Look hear
Advances in digital
technology are bringing the DVD into the music mainstream.
SPIKE JONZE IS a good filmmaker, but in that world he has
competition. In the world of music videos, he's in a class by himself,
which was driven home by the great, just-released DVD from Palm
Pictures The Work of Director Spike Jonze: A Collection of Music
Videos, Short Films, Documentaries, and Rarities.
Jonze's career lifted off on the strength of his what-the-fuck
skater's spirit and a live imagination. He's flourished because
even after he knew what he was doing, he never forgot how he worked
when he didn't. When you see the videos collected on this DVD, you'll
remember how hopeful the medium once was; check out Björk's
"It's Oh So Quiet" or Fatboy Slim's "Weapon of Choice,"
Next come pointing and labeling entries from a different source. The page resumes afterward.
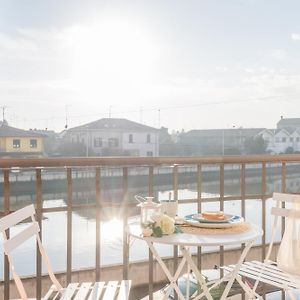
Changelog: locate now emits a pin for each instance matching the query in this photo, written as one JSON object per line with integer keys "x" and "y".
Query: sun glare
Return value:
{"x": 110, "y": 53}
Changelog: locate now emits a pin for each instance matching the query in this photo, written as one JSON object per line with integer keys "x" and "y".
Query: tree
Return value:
{"x": 255, "y": 145}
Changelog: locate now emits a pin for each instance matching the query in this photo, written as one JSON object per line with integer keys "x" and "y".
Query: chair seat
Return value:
{"x": 267, "y": 273}
{"x": 92, "y": 291}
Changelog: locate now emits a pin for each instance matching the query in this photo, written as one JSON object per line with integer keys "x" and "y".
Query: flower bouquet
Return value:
{"x": 161, "y": 225}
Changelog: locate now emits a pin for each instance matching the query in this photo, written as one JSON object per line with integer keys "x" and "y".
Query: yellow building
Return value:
{"x": 18, "y": 142}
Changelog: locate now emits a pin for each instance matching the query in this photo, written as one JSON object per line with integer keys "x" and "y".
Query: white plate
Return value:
{"x": 235, "y": 222}
{"x": 199, "y": 218}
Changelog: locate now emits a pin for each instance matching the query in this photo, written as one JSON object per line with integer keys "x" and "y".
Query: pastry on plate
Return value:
{"x": 213, "y": 215}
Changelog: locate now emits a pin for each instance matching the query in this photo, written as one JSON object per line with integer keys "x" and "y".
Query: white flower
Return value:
{"x": 157, "y": 218}
{"x": 147, "y": 231}
{"x": 167, "y": 224}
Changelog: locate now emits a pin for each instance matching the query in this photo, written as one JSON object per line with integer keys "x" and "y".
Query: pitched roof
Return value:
{"x": 114, "y": 123}
{"x": 289, "y": 122}
{"x": 8, "y": 131}
{"x": 227, "y": 132}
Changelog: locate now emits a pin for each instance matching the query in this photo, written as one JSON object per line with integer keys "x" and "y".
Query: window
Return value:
{"x": 16, "y": 143}
{"x": 33, "y": 143}
{"x": 130, "y": 138}
{"x": 149, "y": 153}
{"x": 148, "y": 138}
{"x": 113, "y": 142}
{"x": 97, "y": 142}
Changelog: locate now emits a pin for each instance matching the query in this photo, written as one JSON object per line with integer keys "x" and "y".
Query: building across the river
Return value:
{"x": 21, "y": 143}
{"x": 112, "y": 136}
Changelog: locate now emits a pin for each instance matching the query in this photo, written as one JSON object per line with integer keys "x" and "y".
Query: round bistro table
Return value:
{"x": 186, "y": 240}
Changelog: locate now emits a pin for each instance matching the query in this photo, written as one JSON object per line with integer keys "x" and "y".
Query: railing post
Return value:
{"x": 283, "y": 190}
{"x": 39, "y": 205}
{"x": 69, "y": 224}
{"x": 263, "y": 198}
{"x": 151, "y": 261}
{"x": 199, "y": 195}
{"x": 125, "y": 225}
{"x": 222, "y": 209}
{"x": 175, "y": 191}
{"x": 98, "y": 222}
{"x": 6, "y": 208}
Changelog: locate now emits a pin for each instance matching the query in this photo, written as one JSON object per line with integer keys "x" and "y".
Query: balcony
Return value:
{"x": 84, "y": 204}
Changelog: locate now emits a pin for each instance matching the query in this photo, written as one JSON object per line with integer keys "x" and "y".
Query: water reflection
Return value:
{"x": 54, "y": 224}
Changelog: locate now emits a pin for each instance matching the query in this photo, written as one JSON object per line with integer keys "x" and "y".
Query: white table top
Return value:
{"x": 189, "y": 239}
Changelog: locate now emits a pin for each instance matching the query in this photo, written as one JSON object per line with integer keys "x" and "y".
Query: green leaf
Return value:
{"x": 177, "y": 230}
{"x": 157, "y": 232}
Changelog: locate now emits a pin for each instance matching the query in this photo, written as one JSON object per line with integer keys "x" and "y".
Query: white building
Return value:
{"x": 281, "y": 140}
{"x": 111, "y": 136}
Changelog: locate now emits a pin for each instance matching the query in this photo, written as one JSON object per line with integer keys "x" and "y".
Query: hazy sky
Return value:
{"x": 180, "y": 64}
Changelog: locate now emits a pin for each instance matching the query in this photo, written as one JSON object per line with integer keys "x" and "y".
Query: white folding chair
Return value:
{"x": 86, "y": 290}
{"x": 268, "y": 271}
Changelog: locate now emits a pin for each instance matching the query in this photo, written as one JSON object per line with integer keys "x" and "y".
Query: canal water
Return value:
{"x": 54, "y": 224}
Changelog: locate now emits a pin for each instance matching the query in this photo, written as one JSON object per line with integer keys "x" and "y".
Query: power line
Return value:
{"x": 171, "y": 107}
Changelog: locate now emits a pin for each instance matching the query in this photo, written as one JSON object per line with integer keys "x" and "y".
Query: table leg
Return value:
{"x": 193, "y": 267}
{"x": 234, "y": 273}
{"x": 172, "y": 279}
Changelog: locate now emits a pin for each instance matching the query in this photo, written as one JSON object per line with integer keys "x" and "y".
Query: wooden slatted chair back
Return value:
{"x": 11, "y": 243}
{"x": 281, "y": 212}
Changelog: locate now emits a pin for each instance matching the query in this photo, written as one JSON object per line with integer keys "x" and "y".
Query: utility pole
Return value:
{"x": 141, "y": 115}
{"x": 109, "y": 111}
{"x": 66, "y": 112}
{"x": 3, "y": 112}
{"x": 159, "y": 118}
with Christopher Walken dancing through an empty hotel lobby. Like
Fatboy Slim, Daft Punk are AWOL in their own video for "Da
Funk," but that's OK because once Dog Boy shows up, they'd
have just been in the way. Give Jonze a camera, a song, and five
minutes, and he'll build you a world.
The beauty of Jonze's videos is best felt in the context of information
overload and planetary ADD they're short and sweet. And while
we're on the subject, give it up for their written doppelgängers:
the consumer reviews on Amazon, late-night blog entries, digital
cities, e-zines, online city crib sheets for tourists, and alternative
weeklies. I understand, because I've written thousands of mini-masterpieces
during the past 20 years, and I do it as well as anyone on Earth.
We're living in a freebase world, and I can cook: give me a couple
of albums, a Web connection, and 10 minutes, and I'll deliver aesthetic
essence empathetic enough to absorb personal anecdote, cultural
history, and ironic observation. I could bring the Old Testament
in at 300 words, print it in Wednesday's edition, and guarantee
huge crowds at your local house of worship if God's touring
that week, anyway.
Morphing mediums
Unfortunately, most directors aren't Jonze, and most music videos
like most albums suck. In fact, in recent years, they
have been little more than lousy MTV videos added on to CD releases.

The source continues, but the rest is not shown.